"For the Bible Tells Me So": What would Jesus do? If his son was one of Judy's friends, that is
Whether Daniel Karslake's admirable and moving "For the Bible Tells Me So" can reach across the gaping wound it documents in American society -- between traditional Christian families and their gay sons and daughters -- is a dubious proposition. Karslake does a fine job of approaching his subjects in a neutral, non-judgmental manner, and even when the parents he interviews are having a really tough time accepting their gay kids, he never presents them as demons or bigots. Liberal mainline Christians will embrace this elegantly structured, TV-ready concoction, with its message that the biblical proscription on homosexuality has been misinterpreted, and its focus on healing and mutual understanding. I doubt many fundamentalists will want to see it in the first place.

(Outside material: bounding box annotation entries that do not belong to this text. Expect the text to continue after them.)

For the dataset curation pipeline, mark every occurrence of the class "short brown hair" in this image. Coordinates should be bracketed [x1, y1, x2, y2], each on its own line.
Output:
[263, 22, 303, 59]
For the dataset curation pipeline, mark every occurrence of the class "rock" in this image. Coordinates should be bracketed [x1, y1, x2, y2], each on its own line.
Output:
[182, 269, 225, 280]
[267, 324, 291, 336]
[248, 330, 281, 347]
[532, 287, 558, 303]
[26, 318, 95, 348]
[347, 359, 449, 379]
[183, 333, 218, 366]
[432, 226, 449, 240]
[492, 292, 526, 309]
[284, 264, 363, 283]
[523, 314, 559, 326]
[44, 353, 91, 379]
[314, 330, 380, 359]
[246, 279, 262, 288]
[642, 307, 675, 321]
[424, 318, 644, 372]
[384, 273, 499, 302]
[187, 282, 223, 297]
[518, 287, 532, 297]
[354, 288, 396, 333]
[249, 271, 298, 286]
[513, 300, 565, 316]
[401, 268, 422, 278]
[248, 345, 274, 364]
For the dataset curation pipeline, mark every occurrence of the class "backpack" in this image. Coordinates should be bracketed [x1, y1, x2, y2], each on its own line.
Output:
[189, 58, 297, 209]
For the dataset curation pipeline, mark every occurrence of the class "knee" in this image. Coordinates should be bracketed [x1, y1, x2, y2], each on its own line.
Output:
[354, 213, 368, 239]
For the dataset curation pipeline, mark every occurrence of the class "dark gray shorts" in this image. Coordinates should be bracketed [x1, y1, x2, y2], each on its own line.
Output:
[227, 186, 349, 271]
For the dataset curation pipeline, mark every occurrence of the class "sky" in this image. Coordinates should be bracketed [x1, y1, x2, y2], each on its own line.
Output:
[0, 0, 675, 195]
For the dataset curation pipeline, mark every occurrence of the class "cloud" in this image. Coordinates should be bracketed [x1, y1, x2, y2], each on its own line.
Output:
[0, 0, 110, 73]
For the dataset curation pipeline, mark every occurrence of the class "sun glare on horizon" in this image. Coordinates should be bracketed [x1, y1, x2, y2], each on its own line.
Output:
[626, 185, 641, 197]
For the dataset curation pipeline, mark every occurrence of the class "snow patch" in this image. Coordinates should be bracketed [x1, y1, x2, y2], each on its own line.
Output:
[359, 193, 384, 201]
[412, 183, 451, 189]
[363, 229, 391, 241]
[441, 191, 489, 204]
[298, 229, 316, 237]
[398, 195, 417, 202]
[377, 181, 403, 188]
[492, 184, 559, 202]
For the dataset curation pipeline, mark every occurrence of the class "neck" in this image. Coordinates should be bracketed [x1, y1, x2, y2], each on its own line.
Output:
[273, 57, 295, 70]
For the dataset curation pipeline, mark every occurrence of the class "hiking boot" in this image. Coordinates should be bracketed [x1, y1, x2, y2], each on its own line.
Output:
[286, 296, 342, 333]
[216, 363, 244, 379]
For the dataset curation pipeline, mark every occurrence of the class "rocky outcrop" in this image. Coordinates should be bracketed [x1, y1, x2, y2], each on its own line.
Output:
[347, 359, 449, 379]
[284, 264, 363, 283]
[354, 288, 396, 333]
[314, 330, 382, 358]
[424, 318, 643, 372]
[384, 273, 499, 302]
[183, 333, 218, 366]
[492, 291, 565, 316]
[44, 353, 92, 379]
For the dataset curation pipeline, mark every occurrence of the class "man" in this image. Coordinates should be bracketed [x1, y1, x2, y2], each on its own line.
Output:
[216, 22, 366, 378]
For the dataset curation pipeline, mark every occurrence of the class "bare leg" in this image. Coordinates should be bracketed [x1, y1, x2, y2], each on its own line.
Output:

Of course they should. Two of Karslake's subjects are more or less celebrities: Chrissy Gephardt, lesbian daughter of former House minority leader and presidential candidate Dick Gephardt, and Gene Robinson, the gay Episcopal bishop of New Hampshire. But in some ways the other families in the film are more critical to its argument, like the Poteats, an African-American fundamentalist family from North Carolina who have never quite adjusted to their daughter's sexual identity, or the Reitans, white-bread Minnesota Lutherans out of Garrison Keillor's universe who have embraced their gay son Jake after a protracted struggle with his coming-out and how it affected their hopes and dreams for him.
In fact, if Karslake's interviews are to be believed, the Gephardts and the Robinsons ought to be nominated for sainthood. Dick Gephardt is a Southern Baptist, although his wife and kids were raised Catholic, which is a double whammy as far as homosexuality goes. But the former congressman insists he was only concerned about Chrissy's welfare and happiness, and within a couple of years of Chrissy's leaving her husband for another woman, the new couple were included on the family Christmas card. Robinson's parents, who attend a conservative Disciples of Christ church in rural Kentucky, had much farther to travel, but their immense pride in their son's achievement simply blew away their misgivings about what he did, and with whom, in the bedroom.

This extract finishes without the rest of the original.